At one-year after the surgery, 75.2% of the patients in the Suture group presented with none/trace TR, in the Ring group 70.8% showed none/trace TR. Severe TR was 0.2% in the Suture group and 0.2% in the Ring group. TR status showed no statistically significant difference between the groups (p>0.05). Despite the Suture group having a better outcome at one-month, the outcome at one-year was similar for both groups, showing a progressive deterioration of the suture techniques as time passes. But concerning RA diameter, further reduction was seen in the two groups.
Just like at one-year, two-year follow-up TR status showed no statistically significant difference between the groups (p>0.05 ). At this time point, none/trace TR proportion is equal in both groups (63.9%). Severe TR was 1.4% and 0.6% in the Suture group and Ring group, respectively. At the two-year follow-up, RA diameter equally did not differ between the groups (p>0.05 ).

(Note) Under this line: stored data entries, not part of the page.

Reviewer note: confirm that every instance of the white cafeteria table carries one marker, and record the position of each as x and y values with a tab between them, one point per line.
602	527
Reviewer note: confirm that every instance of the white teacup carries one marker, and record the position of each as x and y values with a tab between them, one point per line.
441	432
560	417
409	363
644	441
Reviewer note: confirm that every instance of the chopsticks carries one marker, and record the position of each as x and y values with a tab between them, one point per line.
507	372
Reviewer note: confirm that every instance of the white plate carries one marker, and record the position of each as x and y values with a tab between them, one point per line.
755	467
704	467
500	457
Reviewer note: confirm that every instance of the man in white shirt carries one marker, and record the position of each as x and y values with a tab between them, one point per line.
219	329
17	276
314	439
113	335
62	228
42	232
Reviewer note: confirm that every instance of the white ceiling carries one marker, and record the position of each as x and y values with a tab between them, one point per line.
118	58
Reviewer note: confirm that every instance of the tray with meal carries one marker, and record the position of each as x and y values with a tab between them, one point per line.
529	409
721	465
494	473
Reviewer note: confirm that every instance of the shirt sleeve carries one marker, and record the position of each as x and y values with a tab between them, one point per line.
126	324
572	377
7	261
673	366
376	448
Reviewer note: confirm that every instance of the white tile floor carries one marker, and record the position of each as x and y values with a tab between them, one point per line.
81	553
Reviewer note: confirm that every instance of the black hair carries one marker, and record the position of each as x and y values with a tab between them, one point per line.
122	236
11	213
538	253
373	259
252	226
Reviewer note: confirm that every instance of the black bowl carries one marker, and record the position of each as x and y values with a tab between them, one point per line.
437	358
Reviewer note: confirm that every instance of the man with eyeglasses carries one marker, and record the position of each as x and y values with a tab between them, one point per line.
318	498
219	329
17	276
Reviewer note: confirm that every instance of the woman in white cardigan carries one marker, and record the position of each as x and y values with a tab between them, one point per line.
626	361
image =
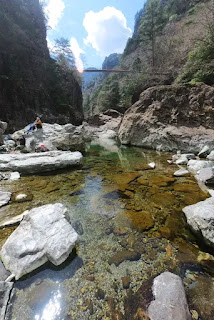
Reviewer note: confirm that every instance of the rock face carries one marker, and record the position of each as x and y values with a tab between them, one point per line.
170	301
3	127
173	117
39	162
4	198
44	234
5	288
200	217
31	83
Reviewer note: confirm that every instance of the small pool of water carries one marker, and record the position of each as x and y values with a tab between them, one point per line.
131	228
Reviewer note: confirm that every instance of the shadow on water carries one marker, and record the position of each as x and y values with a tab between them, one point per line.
49	271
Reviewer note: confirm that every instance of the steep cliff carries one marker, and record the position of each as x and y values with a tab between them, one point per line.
31	83
165	32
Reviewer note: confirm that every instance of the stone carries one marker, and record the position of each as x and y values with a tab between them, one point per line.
200	217
22	196
161	181
211	156
204	152
141	220
39	162
5	289
206	175
167	117
152	165
3	127
13	221
44	234
126	282
4	198
14	176
124	255
196	165
169	299
181	173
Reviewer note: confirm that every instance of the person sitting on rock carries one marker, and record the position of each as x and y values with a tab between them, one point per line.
38	123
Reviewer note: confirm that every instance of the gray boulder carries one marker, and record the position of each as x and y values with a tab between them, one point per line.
39	162
204	152
170	300
44	234
206	175
211	156
181	173
200	217
5	289
3	127
196	165
4	198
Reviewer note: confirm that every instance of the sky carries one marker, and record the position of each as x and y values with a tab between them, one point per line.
94	28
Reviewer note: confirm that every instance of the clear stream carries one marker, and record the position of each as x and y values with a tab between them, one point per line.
131	228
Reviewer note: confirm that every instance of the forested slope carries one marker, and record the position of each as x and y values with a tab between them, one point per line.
31	83
167	37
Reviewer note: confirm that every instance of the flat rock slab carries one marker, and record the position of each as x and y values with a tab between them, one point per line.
39	162
170	300
4	198
44	234
5	289
200	217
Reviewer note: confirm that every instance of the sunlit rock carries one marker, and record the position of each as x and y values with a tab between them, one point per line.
170	300
5	289
4	198
39	162
196	165
200	217
44	234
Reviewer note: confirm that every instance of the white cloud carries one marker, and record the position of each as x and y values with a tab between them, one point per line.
107	30
77	51
54	10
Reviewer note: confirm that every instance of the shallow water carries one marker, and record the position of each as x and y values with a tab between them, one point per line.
121	211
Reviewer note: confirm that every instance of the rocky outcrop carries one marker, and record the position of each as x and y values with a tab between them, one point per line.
170	300
200	217
168	118
3	127
4	198
5	289
44	234
39	162
31	83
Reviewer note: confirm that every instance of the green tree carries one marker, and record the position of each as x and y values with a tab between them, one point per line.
152	23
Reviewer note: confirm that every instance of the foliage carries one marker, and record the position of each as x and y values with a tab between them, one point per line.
200	63
111	61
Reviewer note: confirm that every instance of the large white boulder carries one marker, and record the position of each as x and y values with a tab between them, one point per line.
170	300
4	198
44	234
200	217
39	162
196	165
5	288
3	127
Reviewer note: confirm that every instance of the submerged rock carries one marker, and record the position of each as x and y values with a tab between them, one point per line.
44	234
200	217
124	255
5	289
170	300
4	198
39	162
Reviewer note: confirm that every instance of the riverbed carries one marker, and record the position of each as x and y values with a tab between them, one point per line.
131	228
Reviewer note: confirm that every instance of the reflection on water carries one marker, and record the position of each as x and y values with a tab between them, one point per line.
130	224
52	310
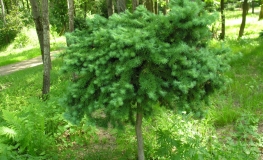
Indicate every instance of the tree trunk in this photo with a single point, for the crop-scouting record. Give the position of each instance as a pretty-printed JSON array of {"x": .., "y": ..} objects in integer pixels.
[
  {"x": 156, "y": 9},
  {"x": 138, "y": 128},
  {"x": 261, "y": 12},
  {"x": 38, "y": 22},
  {"x": 110, "y": 7},
  {"x": 244, "y": 16},
  {"x": 71, "y": 15},
  {"x": 3, "y": 11},
  {"x": 166, "y": 8},
  {"x": 27, "y": 4},
  {"x": 135, "y": 3},
  {"x": 223, "y": 23},
  {"x": 121, "y": 5},
  {"x": 149, "y": 5},
  {"x": 85, "y": 10},
  {"x": 46, "y": 40}
]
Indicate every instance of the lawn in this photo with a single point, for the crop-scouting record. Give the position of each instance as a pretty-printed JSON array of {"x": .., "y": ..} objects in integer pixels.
[{"x": 232, "y": 128}]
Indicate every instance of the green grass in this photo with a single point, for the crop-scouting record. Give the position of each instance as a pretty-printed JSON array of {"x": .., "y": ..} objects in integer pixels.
[
  {"x": 233, "y": 114},
  {"x": 20, "y": 56}
]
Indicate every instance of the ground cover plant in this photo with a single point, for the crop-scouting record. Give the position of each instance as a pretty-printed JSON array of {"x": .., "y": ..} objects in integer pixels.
[{"x": 231, "y": 128}]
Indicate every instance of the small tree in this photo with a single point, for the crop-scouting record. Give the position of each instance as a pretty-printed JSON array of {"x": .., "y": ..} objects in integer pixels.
[{"x": 130, "y": 62}]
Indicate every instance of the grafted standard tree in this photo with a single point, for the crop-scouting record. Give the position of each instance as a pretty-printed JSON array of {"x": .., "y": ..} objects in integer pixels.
[{"x": 132, "y": 61}]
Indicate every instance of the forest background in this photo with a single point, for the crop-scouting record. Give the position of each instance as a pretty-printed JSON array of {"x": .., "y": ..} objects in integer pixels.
[{"x": 231, "y": 129}]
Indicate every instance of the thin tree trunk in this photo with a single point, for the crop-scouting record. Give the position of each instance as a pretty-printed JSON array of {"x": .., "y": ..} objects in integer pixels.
[
  {"x": 139, "y": 136},
  {"x": 135, "y": 3},
  {"x": 3, "y": 11},
  {"x": 121, "y": 5},
  {"x": 156, "y": 9},
  {"x": 46, "y": 40},
  {"x": 38, "y": 22},
  {"x": 261, "y": 13},
  {"x": 244, "y": 16},
  {"x": 27, "y": 4},
  {"x": 223, "y": 23},
  {"x": 85, "y": 10},
  {"x": 110, "y": 7},
  {"x": 6, "y": 7},
  {"x": 166, "y": 7},
  {"x": 23, "y": 4},
  {"x": 149, "y": 5},
  {"x": 71, "y": 15}
]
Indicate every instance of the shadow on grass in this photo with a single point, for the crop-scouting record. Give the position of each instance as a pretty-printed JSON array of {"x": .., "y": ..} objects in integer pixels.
[{"x": 18, "y": 57}]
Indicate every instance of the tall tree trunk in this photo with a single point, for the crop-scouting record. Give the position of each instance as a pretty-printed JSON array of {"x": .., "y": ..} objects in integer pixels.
[
  {"x": 38, "y": 22},
  {"x": 244, "y": 16},
  {"x": 156, "y": 8},
  {"x": 138, "y": 128},
  {"x": 166, "y": 8},
  {"x": 46, "y": 40},
  {"x": 121, "y": 5},
  {"x": 135, "y": 3},
  {"x": 261, "y": 12},
  {"x": 71, "y": 15},
  {"x": 110, "y": 7},
  {"x": 23, "y": 4},
  {"x": 27, "y": 4},
  {"x": 3, "y": 11},
  {"x": 85, "y": 10},
  {"x": 223, "y": 23},
  {"x": 149, "y": 5}
]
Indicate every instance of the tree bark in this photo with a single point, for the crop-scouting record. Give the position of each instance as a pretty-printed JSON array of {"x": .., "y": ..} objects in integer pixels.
[
  {"x": 135, "y": 3},
  {"x": 261, "y": 12},
  {"x": 46, "y": 40},
  {"x": 121, "y": 5},
  {"x": 149, "y": 5},
  {"x": 110, "y": 7},
  {"x": 27, "y": 4},
  {"x": 223, "y": 23},
  {"x": 85, "y": 10},
  {"x": 38, "y": 22},
  {"x": 3, "y": 11},
  {"x": 71, "y": 15},
  {"x": 244, "y": 16},
  {"x": 138, "y": 128},
  {"x": 166, "y": 8}
]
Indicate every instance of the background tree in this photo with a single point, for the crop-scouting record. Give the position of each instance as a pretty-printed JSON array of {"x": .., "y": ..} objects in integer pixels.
[
  {"x": 261, "y": 11},
  {"x": 223, "y": 20},
  {"x": 110, "y": 7},
  {"x": 244, "y": 16},
  {"x": 36, "y": 13},
  {"x": 3, "y": 12},
  {"x": 46, "y": 48},
  {"x": 130, "y": 62},
  {"x": 71, "y": 15}
]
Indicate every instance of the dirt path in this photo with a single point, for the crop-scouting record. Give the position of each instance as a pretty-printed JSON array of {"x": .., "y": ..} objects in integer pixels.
[{"x": 5, "y": 70}]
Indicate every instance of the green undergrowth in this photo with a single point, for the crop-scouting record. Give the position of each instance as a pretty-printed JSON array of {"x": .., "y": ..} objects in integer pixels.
[
  {"x": 31, "y": 128},
  {"x": 12, "y": 54}
]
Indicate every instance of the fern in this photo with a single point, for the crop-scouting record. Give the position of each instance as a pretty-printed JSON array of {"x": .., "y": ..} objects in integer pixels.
[{"x": 24, "y": 131}]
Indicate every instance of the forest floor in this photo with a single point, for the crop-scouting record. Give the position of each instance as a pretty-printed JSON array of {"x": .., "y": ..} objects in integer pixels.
[{"x": 8, "y": 69}]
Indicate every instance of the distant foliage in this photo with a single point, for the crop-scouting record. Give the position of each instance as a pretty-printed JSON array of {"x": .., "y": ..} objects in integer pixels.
[{"x": 142, "y": 59}]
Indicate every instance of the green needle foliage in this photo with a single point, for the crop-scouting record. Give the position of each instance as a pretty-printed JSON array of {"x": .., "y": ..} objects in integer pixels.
[{"x": 141, "y": 59}]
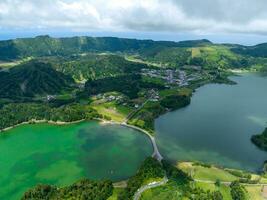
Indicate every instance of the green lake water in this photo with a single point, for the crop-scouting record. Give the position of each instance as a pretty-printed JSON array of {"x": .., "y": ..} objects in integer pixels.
[
  {"x": 61, "y": 155},
  {"x": 217, "y": 126}
]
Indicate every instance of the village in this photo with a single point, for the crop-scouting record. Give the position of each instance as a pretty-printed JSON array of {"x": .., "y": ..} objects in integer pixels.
[{"x": 177, "y": 77}]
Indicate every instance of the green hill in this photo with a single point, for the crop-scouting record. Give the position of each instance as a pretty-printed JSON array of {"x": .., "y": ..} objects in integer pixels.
[
  {"x": 95, "y": 66},
  {"x": 47, "y": 46},
  {"x": 259, "y": 50},
  {"x": 32, "y": 78}
]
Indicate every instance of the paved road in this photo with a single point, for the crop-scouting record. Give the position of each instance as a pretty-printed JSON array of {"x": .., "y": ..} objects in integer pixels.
[
  {"x": 228, "y": 183},
  {"x": 139, "y": 192},
  {"x": 156, "y": 154}
]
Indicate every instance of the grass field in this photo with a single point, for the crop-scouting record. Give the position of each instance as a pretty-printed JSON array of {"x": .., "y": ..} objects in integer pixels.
[
  {"x": 206, "y": 173},
  {"x": 225, "y": 190},
  {"x": 114, "y": 196},
  {"x": 254, "y": 192},
  {"x": 170, "y": 191},
  {"x": 117, "y": 113}
]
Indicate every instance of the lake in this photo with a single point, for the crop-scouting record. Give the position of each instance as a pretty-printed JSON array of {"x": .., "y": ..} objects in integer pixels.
[
  {"x": 61, "y": 155},
  {"x": 217, "y": 126}
]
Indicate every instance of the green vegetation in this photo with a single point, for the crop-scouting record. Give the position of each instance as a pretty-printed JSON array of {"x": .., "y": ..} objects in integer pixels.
[
  {"x": 260, "y": 140},
  {"x": 95, "y": 66},
  {"x": 129, "y": 85},
  {"x": 84, "y": 189},
  {"x": 238, "y": 192},
  {"x": 74, "y": 71},
  {"x": 32, "y": 78},
  {"x": 17, "y": 113},
  {"x": 169, "y": 100},
  {"x": 150, "y": 168}
]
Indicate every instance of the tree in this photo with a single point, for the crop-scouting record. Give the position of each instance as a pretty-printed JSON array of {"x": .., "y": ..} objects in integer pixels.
[{"x": 238, "y": 192}]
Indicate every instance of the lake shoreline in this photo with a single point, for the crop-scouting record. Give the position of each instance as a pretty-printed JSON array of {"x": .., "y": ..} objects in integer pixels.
[
  {"x": 34, "y": 121},
  {"x": 155, "y": 154}
]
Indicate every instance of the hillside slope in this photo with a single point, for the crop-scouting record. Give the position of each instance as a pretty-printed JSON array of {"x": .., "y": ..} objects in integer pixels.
[{"x": 32, "y": 78}]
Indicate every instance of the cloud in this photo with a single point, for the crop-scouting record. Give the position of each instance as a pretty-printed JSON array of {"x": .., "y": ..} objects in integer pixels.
[{"x": 206, "y": 16}]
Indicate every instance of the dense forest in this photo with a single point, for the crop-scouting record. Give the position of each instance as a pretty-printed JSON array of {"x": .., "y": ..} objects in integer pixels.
[
  {"x": 260, "y": 140},
  {"x": 96, "y": 66},
  {"x": 81, "y": 190},
  {"x": 150, "y": 168},
  {"x": 129, "y": 85},
  {"x": 17, "y": 113},
  {"x": 32, "y": 78}
]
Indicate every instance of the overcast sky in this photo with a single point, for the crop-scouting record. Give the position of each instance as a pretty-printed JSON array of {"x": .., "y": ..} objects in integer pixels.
[{"x": 218, "y": 20}]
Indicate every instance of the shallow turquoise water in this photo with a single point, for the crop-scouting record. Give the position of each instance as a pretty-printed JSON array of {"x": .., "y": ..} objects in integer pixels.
[{"x": 43, "y": 153}]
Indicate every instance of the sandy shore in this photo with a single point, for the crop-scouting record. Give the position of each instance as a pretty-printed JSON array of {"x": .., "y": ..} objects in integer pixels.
[{"x": 41, "y": 121}]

The improvement of TR status, after surgical repair, was accompanied by a reduction in RA diameter in both groups at the three follow-up time points. One-month and one-year mean RA diameters were all significantly different in the two groups (p<0.05 ). However, at two-year, the mean RA diameter was similar in the two groups. This confirmed the idea that Suture group TR status deteriorated faster than the Ring group, causing previously different mean RA diameters to become similar at two years follow-up. These findings coincided with the variation of TR grades at two years follow-up. Many studies have reported similar findings in regards to the outcome and durability of suture annuloplasty.16 17
We believe that ring annuloplasty had better outcomes at two-year follow-up, in part, because prosthetic rings could better restrict annular dilation, keep its diameter relatively constant, and slowdown the progress of TR. Moreover, modern rings have a 3D shape, which tries to replicate native TA geometrical structure. This enables it to fit in the annulus in a constant systolic position, restore its physiologic shape, prevent annular deformation, and warrant a harmonized functioning of the prosthetic and native TA.18 This cannot be achieved with suture annuloplasty. Besides, the classical De Vega technique has the disadvantage of suture detachment19from the tissue, thus failing to promote proper leaflet coaptation and prevent future annular dilation.
Conclusion
Both annuloplasty techniques have good short-term outcomes, resulting in the improvement of TR status accompanied by a reduction of the RA diameters. However, long-term durability with suture annuloplasty is not as good as ring annuloplasty. Our study finds greater and faster deterioration of TR grades among the patients in the Suture group over time. Whereas the deterioration in the Ring group is slower and stable across three time periods of follow-up, therefore we suggest the use of ring annuloplasty for TV repair.
Limitations
The findings of the present study may be limited by the fact that our conclusions are derived exclusively from the analysis of echocardiographic parameters, and also because of the relatively short follow-up time (2 years). Future studies, in which combined ultrasound and clinical data are analyzed, and with longer follow-up periods, can, in a better way, redeem the limitations of the present study.